The theory of innovation you've put forth here is that there is no eureka moment, even though you may feel it. Steven Johnson's TED Talk promoting a book of his discusses how Darwin stated he had a Eureka moment while reading Malthus, but someone went through Darwin's notebooks and discovered that Natural Selection's basic concepts were all recorded months prior to the moment Darwin cites. His point is that innovation's main job is joining ideas together to form new ones, and until you have the prerequisites, you are unlikely to come up with lasting innovations. So dependency or prerequisite are the half the equation you're likely looking for, but I don't have the other half.

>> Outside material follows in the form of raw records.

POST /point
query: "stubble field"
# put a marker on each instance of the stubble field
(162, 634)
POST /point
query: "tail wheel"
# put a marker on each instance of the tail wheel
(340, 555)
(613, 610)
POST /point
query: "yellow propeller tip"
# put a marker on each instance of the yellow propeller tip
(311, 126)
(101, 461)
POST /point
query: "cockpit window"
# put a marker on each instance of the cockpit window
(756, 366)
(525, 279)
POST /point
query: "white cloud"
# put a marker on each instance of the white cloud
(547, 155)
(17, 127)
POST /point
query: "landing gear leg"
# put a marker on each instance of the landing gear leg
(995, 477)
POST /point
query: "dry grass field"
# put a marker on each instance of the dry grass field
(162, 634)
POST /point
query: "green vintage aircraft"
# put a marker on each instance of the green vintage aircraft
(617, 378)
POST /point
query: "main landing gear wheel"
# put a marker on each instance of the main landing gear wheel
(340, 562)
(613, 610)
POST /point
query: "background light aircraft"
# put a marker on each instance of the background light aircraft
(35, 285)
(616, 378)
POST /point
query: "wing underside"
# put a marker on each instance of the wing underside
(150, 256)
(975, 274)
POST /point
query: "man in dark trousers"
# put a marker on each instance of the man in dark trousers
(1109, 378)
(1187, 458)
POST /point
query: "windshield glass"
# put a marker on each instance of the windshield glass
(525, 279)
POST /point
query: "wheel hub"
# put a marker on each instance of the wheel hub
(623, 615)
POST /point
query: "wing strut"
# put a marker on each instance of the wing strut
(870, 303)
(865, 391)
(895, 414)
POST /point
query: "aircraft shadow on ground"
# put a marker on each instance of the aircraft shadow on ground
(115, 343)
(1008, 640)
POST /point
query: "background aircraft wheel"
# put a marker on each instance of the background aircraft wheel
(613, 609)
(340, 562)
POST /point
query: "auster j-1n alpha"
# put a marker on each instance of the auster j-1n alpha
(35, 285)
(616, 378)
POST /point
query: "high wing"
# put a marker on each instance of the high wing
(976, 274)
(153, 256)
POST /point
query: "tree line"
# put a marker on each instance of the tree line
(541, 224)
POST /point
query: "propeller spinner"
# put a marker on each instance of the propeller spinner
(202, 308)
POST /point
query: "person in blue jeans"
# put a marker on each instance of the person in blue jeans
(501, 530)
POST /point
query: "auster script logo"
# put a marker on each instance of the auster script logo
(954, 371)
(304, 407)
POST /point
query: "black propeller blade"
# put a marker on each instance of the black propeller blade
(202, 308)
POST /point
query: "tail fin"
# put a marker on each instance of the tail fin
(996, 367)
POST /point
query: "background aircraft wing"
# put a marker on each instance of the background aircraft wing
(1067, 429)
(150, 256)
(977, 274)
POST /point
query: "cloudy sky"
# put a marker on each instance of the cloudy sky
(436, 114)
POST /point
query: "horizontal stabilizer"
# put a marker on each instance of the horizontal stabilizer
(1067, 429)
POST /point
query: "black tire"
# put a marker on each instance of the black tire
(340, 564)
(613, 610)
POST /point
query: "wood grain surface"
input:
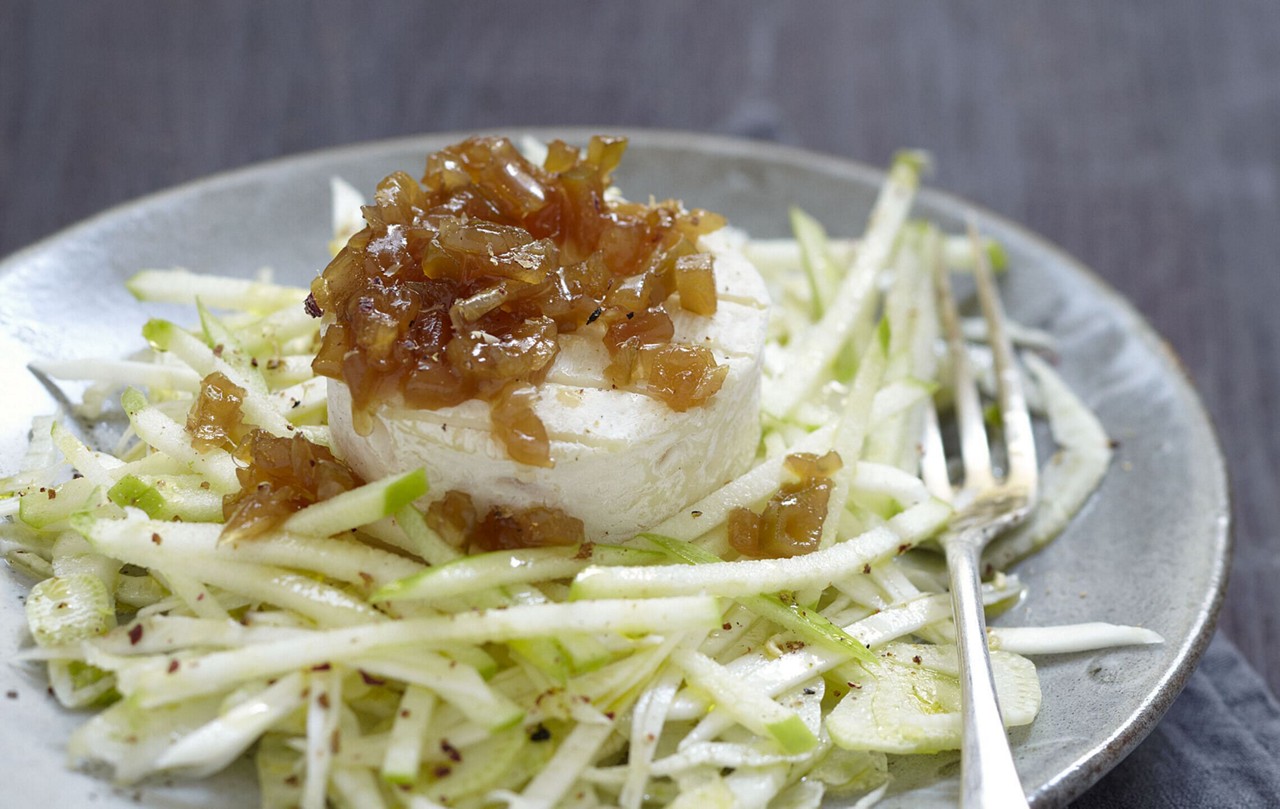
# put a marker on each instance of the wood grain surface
(1142, 137)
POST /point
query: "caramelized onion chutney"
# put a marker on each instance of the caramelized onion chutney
(791, 521)
(460, 284)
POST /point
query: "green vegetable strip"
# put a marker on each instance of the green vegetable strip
(647, 723)
(485, 571)
(456, 682)
(359, 506)
(553, 781)
(215, 745)
(1078, 467)
(814, 259)
(123, 373)
(743, 577)
(257, 407)
(167, 435)
(304, 594)
(830, 334)
(192, 543)
(92, 465)
(775, 676)
(193, 594)
(807, 624)
(405, 745)
(155, 685)
(759, 483)
(851, 428)
(324, 711)
(750, 708)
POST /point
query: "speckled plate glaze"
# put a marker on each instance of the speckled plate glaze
(1151, 548)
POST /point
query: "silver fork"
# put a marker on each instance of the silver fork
(987, 507)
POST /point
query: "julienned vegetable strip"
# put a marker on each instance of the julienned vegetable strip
(375, 663)
(828, 334)
(741, 577)
(154, 684)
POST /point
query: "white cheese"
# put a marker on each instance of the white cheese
(622, 460)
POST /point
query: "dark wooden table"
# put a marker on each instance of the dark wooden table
(1142, 137)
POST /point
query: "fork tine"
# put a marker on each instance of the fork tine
(1019, 439)
(974, 451)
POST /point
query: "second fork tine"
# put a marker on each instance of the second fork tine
(1015, 420)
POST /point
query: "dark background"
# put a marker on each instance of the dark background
(1142, 137)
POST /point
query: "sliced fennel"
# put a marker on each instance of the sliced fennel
(369, 662)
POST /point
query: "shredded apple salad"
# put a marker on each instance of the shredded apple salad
(241, 574)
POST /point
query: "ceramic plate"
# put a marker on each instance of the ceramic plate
(1151, 548)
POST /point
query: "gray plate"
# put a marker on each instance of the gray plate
(1151, 548)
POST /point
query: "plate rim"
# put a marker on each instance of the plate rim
(1086, 771)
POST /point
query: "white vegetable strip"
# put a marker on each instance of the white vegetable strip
(753, 709)
(456, 682)
(830, 334)
(123, 373)
(204, 360)
(306, 595)
(851, 429)
(155, 685)
(752, 487)
(359, 506)
(1068, 479)
(191, 543)
(741, 577)
(324, 711)
(405, 744)
(181, 286)
(647, 722)
(1069, 638)
(557, 777)
(167, 435)
(215, 745)
(775, 676)
(92, 465)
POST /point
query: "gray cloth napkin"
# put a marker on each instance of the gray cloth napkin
(1219, 745)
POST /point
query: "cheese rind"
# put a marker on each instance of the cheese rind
(622, 460)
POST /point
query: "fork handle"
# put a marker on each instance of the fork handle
(988, 778)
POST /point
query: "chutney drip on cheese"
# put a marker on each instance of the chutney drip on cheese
(460, 286)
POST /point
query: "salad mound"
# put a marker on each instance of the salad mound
(785, 640)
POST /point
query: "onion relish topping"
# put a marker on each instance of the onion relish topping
(460, 286)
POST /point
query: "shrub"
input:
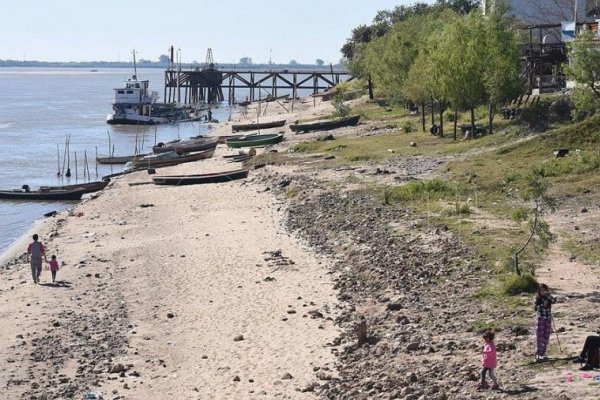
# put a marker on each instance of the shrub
(408, 127)
(519, 214)
(561, 109)
(517, 284)
(535, 116)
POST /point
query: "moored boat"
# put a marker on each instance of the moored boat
(187, 145)
(197, 179)
(170, 158)
(117, 159)
(324, 125)
(42, 194)
(257, 125)
(88, 187)
(135, 104)
(255, 140)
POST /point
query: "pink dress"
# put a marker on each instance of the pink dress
(53, 265)
(488, 357)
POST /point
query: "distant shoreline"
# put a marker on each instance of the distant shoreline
(150, 64)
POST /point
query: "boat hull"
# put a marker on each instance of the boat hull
(255, 141)
(325, 125)
(50, 195)
(155, 162)
(188, 146)
(181, 180)
(258, 125)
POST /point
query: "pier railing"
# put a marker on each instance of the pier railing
(206, 85)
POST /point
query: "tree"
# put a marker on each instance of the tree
(459, 63)
(500, 76)
(462, 7)
(585, 71)
(536, 191)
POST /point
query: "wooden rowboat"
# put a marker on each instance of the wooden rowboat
(170, 158)
(179, 180)
(255, 140)
(117, 159)
(88, 187)
(324, 125)
(187, 145)
(52, 195)
(257, 125)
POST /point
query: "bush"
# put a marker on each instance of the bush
(407, 127)
(535, 116)
(517, 284)
(561, 109)
(449, 116)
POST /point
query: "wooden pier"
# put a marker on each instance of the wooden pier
(207, 84)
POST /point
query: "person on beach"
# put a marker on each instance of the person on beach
(543, 323)
(53, 266)
(35, 252)
(489, 361)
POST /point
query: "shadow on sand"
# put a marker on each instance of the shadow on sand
(57, 284)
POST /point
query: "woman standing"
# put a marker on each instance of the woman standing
(543, 323)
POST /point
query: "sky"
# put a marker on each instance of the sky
(108, 30)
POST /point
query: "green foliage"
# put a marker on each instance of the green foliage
(433, 189)
(518, 284)
(519, 214)
(586, 103)
(584, 69)
(560, 110)
(535, 116)
(407, 127)
(460, 209)
(449, 116)
(341, 109)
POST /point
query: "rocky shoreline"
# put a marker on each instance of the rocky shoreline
(414, 286)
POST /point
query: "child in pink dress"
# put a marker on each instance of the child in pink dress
(488, 361)
(53, 267)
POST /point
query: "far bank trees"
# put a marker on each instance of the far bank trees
(436, 55)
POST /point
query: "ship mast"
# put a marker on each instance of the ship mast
(134, 66)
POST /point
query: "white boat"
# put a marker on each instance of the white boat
(135, 104)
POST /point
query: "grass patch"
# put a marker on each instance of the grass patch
(517, 284)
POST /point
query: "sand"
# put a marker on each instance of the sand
(220, 301)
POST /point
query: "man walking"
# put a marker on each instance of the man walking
(35, 251)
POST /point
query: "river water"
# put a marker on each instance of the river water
(39, 107)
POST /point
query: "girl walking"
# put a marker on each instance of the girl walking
(488, 361)
(543, 322)
(53, 265)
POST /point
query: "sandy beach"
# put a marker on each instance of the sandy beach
(234, 291)
(187, 292)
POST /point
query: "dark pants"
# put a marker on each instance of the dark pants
(591, 342)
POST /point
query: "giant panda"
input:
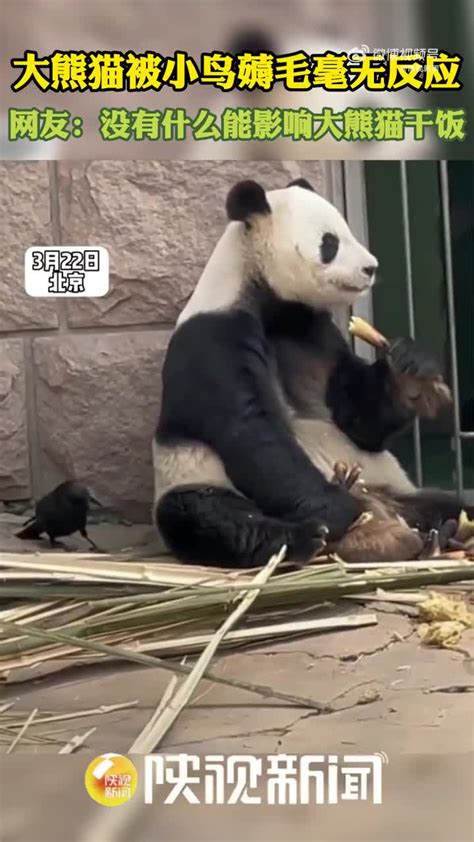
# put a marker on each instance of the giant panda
(262, 396)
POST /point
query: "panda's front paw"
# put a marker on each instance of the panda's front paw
(408, 358)
(306, 541)
(419, 378)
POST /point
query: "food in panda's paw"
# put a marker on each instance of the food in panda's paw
(347, 475)
(417, 373)
(361, 329)
(464, 529)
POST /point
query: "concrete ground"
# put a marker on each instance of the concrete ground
(390, 694)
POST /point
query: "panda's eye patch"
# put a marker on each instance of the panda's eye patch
(329, 247)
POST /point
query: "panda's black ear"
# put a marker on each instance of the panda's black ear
(301, 182)
(245, 199)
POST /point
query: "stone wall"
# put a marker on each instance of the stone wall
(80, 379)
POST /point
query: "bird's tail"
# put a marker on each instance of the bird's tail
(30, 530)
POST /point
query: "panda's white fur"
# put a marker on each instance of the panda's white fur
(284, 246)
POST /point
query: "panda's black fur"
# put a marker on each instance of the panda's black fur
(233, 379)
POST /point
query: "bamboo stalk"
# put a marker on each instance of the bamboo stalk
(22, 731)
(76, 742)
(61, 717)
(182, 696)
(143, 744)
(147, 660)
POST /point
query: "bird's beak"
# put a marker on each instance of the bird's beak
(96, 502)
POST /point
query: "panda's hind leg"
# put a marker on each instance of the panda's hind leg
(215, 526)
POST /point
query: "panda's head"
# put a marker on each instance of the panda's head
(300, 244)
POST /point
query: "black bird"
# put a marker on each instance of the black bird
(61, 512)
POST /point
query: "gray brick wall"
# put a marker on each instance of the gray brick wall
(80, 380)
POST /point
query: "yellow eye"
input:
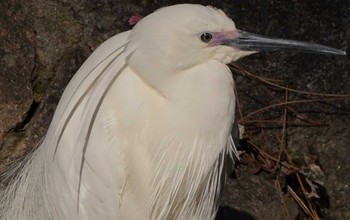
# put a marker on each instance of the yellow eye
(206, 37)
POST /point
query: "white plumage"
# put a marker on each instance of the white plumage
(142, 130)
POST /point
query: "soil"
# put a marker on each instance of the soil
(44, 42)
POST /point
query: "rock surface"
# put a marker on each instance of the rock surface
(45, 42)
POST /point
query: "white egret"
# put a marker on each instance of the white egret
(143, 129)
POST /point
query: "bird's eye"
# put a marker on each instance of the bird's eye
(206, 37)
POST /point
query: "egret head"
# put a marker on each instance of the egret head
(176, 38)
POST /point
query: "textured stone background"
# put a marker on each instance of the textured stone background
(44, 42)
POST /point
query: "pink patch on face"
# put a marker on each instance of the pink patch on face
(134, 19)
(220, 37)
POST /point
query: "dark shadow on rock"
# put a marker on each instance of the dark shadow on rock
(227, 213)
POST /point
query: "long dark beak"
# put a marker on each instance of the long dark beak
(253, 42)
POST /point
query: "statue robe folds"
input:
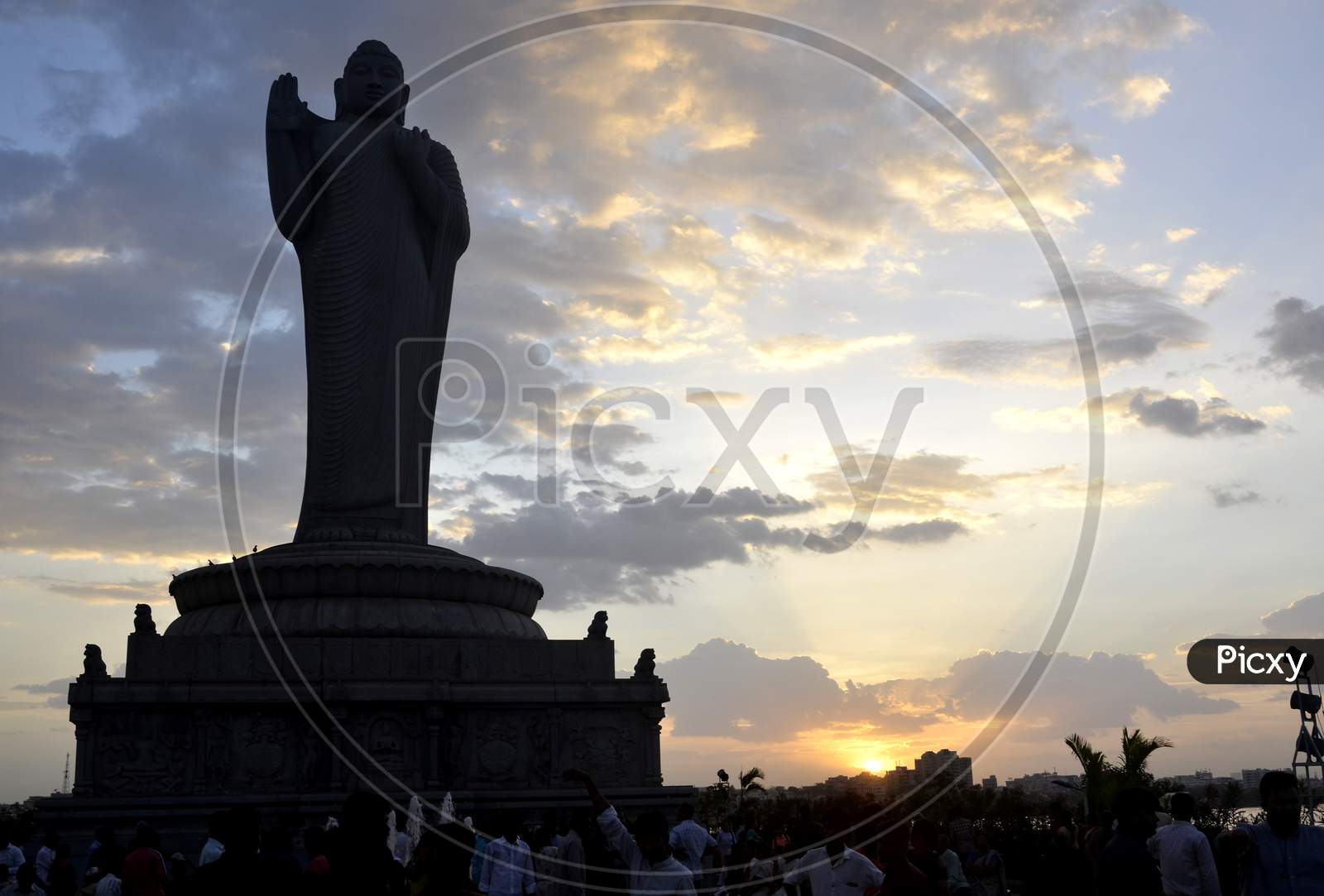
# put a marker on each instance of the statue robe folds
(377, 273)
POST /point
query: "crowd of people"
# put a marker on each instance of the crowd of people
(1132, 850)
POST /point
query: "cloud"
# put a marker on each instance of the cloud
(134, 591)
(1139, 95)
(1297, 342)
(588, 549)
(1206, 282)
(1184, 416)
(1302, 618)
(807, 351)
(1178, 413)
(1235, 496)
(770, 701)
(59, 691)
(1131, 322)
(926, 532)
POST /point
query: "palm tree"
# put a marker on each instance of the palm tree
(750, 781)
(1134, 760)
(1094, 767)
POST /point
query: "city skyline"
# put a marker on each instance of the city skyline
(660, 209)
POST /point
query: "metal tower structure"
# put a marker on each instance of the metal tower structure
(1308, 756)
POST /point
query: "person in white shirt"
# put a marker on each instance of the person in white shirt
(692, 840)
(648, 854)
(1184, 855)
(834, 869)
(507, 865)
(215, 847)
(46, 858)
(571, 867)
(11, 855)
(957, 882)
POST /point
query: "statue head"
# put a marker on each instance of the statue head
(372, 73)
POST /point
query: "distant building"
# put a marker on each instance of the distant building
(947, 765)
(1041, 785)
(1250, 779)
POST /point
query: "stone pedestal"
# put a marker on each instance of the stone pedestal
(371, 666)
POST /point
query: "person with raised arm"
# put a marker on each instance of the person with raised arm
(646, 853)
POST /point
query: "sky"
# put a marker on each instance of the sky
(672, 207)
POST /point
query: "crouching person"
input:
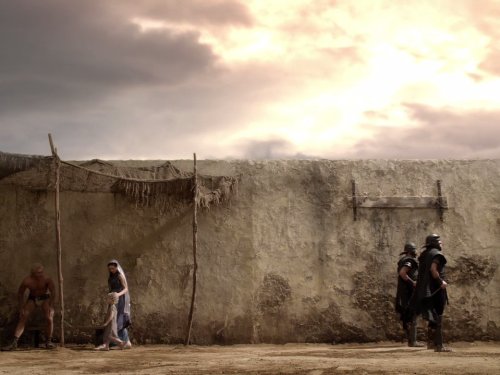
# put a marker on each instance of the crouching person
(42, 294)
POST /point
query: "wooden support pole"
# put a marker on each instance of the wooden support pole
(195, 245)
(440, 201)
(57, 168)
(354, 201)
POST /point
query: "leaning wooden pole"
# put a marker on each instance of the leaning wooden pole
(195, 245)
(57, 169)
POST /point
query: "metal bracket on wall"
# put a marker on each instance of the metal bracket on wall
(364, 201)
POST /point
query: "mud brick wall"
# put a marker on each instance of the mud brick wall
(282, 262)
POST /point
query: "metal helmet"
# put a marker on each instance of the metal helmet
(432, 240)
(410, 247)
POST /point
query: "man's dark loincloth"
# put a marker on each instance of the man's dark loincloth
(38, 300)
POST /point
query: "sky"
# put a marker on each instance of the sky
(252, 79)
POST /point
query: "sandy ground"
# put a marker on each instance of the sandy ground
(312, 359)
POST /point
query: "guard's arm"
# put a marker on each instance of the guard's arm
(124, 284)
(403, 273)
(436, 276)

Another way to classify innovation is sustaining vs disruptive. Clayton Christianson's book follows this model. Sustaining innovations help you serve existing clients better; disruptive innovations better serve customers you don't know exist. Imagine a hard drive manufacturer in 1990; most drives made are going into mainframes and servers. A sustaining technology helps you better serve those people; higher drive density, for example, is appreciated by datacenter operators. A disruptive technology helps a class of buyer you don't care as much about; smaller form factor drives, were initially driven by laptop sales. The reason Christianson calls these technologies "disruptive" is that eventually the inferior technology gains its own set of sustaining innovations, and becomes competitive to yours. Only developing technologies to sustain your existing customers dooms firms to failure.

Most servers I run right now use 2.5" drives, which keep the footprint low, and fits more iops into a smaller space. Dell's newest servers run 1.8" drives into a single 1U server. This is intended for SSDs I gather, which is itself a disruptive technology -- no amount of getting perpendicular will help improve solid state drives.